Maryland and Missouri bring the list of states where recreational drug use is legal to 21. Maryland passed the vote easily, with nearly two-thirds of voters in favor. In conservative Missouri, the measure won 53 percent.
But recreational activities have not been expanded in three other states, including South Dakota, which passed a measure to create a recreational market by 2020 but was struck down by a state judge last year. This year’s referendum will allow recreational activities but not establish a commercial market.
South Dakota’s campaign received just 47.1 percent of the vote this year.
The Arkansas program received 43.7 percent.
North Dakota received 45.1 percent.
Despite the losses, Paul Armentano, deputy director of the advocacy group Marijuana Legal Reform, said Wednesday that the country’s momentum is still good at validation.
There is less turnover in midterm elections than in presidential years, which could explain the South Dakota results, he said.
And many Republican candidates ran on a “law-and-order” message because GOP voters have become less receptive to marijuana laws, he added.

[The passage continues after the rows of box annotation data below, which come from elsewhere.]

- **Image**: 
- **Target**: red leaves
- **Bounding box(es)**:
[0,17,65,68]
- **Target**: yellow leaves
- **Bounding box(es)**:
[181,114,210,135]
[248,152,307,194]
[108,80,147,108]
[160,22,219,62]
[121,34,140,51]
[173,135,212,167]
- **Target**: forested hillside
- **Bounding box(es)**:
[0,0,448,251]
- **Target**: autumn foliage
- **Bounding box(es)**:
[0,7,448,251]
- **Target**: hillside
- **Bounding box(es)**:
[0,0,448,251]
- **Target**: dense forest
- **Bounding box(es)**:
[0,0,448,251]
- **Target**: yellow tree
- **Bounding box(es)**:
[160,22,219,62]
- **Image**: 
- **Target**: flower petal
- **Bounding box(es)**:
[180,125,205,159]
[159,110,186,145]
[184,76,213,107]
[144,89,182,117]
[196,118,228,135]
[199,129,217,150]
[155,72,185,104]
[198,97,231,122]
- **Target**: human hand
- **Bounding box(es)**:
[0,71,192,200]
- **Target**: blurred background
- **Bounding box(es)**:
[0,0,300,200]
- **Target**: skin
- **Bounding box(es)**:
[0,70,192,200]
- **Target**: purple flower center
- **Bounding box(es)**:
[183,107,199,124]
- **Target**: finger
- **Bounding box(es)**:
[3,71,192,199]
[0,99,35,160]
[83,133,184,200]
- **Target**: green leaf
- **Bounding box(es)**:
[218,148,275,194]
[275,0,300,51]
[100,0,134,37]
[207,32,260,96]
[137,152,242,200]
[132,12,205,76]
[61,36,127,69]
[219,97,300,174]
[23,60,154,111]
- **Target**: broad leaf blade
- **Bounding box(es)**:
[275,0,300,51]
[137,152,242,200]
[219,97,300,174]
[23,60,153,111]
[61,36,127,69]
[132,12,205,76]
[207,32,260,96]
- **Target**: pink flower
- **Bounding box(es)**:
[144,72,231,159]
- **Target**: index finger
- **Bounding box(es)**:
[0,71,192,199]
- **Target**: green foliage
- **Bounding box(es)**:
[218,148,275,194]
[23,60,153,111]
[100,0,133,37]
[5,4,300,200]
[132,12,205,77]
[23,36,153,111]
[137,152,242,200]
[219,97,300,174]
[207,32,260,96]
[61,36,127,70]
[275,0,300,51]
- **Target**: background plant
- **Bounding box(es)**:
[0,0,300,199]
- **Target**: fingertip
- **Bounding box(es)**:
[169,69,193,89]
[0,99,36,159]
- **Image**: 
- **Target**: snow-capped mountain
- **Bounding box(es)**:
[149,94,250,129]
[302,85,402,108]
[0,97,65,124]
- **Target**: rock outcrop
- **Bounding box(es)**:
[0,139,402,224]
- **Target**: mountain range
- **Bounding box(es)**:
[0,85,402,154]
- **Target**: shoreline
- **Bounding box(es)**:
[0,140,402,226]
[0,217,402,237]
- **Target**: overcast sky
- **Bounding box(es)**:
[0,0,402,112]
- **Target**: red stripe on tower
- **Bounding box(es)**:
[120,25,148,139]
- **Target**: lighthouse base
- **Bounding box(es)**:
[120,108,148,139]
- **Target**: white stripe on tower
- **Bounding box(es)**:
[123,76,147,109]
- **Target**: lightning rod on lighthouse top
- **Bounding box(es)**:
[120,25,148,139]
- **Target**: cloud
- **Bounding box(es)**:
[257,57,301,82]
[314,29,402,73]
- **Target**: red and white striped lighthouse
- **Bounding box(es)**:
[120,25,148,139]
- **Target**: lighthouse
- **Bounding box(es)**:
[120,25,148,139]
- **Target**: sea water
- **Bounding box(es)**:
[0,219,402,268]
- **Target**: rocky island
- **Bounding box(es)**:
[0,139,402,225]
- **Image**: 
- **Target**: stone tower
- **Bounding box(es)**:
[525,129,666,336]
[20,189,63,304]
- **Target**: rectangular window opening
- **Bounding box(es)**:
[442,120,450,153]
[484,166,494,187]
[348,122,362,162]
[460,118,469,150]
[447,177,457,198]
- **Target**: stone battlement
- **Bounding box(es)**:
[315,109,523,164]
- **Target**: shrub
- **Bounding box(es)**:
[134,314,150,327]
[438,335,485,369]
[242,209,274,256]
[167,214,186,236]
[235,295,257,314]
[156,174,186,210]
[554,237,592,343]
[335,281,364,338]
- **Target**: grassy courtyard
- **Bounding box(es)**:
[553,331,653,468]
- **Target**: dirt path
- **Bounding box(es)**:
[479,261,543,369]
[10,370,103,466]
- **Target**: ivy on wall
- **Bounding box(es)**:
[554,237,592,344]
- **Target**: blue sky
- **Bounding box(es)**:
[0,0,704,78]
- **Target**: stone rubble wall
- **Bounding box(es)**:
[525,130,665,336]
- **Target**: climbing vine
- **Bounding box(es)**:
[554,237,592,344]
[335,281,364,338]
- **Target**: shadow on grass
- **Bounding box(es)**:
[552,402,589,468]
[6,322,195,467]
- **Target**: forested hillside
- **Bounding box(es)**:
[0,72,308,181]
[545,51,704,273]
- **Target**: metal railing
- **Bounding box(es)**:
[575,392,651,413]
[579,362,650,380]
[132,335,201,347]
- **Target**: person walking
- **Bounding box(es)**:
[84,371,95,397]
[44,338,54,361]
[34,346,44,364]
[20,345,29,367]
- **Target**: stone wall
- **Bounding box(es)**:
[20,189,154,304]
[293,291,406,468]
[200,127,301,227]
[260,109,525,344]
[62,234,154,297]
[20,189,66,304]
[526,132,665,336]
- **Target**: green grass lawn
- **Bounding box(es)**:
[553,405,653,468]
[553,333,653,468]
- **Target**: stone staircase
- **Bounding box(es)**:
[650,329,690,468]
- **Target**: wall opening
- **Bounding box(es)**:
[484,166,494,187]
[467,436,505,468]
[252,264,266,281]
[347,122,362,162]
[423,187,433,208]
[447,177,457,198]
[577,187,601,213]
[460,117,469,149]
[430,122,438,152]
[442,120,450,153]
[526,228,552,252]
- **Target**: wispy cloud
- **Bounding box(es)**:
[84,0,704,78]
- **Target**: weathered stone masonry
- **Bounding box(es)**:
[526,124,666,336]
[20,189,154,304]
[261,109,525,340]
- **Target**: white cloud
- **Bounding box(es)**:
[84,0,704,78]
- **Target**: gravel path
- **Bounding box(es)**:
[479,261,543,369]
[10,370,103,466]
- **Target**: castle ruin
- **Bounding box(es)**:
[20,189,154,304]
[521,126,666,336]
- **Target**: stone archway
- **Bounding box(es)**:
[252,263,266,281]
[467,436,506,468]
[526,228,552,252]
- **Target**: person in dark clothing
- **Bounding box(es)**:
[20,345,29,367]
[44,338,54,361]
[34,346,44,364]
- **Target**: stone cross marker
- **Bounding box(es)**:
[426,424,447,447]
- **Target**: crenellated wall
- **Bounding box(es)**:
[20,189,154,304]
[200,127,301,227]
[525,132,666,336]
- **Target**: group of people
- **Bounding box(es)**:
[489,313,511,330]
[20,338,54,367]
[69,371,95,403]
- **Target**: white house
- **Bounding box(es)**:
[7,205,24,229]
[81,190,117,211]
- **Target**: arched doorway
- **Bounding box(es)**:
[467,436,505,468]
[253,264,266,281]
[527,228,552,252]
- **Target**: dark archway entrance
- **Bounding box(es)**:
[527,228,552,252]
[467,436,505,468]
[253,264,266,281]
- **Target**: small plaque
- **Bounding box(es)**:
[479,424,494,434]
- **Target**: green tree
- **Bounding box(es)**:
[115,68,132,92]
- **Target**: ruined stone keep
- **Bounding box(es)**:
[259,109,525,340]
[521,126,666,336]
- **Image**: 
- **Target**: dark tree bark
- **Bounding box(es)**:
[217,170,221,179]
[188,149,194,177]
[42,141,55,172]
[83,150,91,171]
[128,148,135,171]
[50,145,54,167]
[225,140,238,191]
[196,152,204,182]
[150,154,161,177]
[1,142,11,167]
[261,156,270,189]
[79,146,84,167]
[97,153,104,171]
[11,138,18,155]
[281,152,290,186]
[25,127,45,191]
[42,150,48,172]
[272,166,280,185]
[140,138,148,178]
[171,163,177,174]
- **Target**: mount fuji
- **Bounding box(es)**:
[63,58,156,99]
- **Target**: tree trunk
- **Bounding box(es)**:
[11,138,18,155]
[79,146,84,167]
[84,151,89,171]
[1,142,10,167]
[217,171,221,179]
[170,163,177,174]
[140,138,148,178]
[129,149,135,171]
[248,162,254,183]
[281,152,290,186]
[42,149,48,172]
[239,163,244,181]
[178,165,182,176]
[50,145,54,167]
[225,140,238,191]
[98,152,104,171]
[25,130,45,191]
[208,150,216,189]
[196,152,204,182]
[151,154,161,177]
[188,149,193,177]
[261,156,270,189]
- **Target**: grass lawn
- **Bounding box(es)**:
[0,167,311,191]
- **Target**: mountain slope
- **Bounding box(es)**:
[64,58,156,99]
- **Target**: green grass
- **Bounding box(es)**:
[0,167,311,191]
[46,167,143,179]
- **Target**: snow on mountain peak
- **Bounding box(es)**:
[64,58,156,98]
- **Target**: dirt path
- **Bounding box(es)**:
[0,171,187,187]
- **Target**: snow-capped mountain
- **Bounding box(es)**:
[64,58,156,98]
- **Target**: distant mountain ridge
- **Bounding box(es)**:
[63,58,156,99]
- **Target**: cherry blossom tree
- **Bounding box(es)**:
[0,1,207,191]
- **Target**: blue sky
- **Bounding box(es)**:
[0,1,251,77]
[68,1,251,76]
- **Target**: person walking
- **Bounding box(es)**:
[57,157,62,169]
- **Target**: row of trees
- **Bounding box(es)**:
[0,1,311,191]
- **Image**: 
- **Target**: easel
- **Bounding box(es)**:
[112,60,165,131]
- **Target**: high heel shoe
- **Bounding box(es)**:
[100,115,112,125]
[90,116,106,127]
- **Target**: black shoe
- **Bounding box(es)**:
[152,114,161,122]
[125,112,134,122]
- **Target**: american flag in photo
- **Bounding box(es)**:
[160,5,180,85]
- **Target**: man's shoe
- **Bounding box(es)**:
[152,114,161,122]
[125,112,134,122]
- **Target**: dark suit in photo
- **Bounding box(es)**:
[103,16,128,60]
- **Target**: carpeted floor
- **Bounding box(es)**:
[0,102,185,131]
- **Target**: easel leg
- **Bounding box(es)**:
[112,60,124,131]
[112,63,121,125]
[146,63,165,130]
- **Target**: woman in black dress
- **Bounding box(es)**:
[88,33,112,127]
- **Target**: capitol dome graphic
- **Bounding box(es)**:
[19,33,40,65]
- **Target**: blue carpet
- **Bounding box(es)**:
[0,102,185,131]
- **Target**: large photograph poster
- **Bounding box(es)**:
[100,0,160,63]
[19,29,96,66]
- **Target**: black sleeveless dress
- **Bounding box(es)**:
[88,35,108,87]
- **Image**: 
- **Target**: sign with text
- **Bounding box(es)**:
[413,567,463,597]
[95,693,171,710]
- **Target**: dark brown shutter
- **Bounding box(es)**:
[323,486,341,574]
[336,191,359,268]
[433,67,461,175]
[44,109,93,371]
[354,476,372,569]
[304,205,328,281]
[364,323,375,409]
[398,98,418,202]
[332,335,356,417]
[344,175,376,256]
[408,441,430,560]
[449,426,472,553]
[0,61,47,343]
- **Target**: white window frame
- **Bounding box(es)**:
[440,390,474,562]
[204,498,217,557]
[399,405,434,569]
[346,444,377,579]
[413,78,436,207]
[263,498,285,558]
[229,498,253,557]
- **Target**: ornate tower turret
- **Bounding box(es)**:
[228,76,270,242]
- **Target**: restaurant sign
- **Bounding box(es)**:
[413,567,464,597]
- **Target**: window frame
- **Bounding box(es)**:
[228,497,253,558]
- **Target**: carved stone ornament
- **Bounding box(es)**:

“At least, it’s a temporary retreat; it will never stop our speed” he said. “We’re stronger today than we were yesterday because two more states have legalized adult use of marijuana and we’ve gone from 19 legal states to 21 legal states.”
In 2023 and 2024, many countries will agree to ratification, Armentano said.
The administration is targeting Ohio for a 2023 ballot measure while state lawmakers elsewhere will try to change the law through traditional legislative methods, he said.
Sunday’s results in Minnesota, where Democrats flipped the state Senate and controlled both chambers and the governor’s office last year, also made that state a target for lawmakers, he says.
However, the defeats in the independent states in the South and the West will show the limits of the ratification through the electoral process, which will be accepted in half of the states.
Since Colorado and Washington approved recreational activities 10 years ago, similar measures have been passed, but mostly in blue and purple coastal states.
A Colorado ballot measure to legalize psychedelic mushrooms was on the way to narrowing, with 51 percent of voters supporting the illegal product.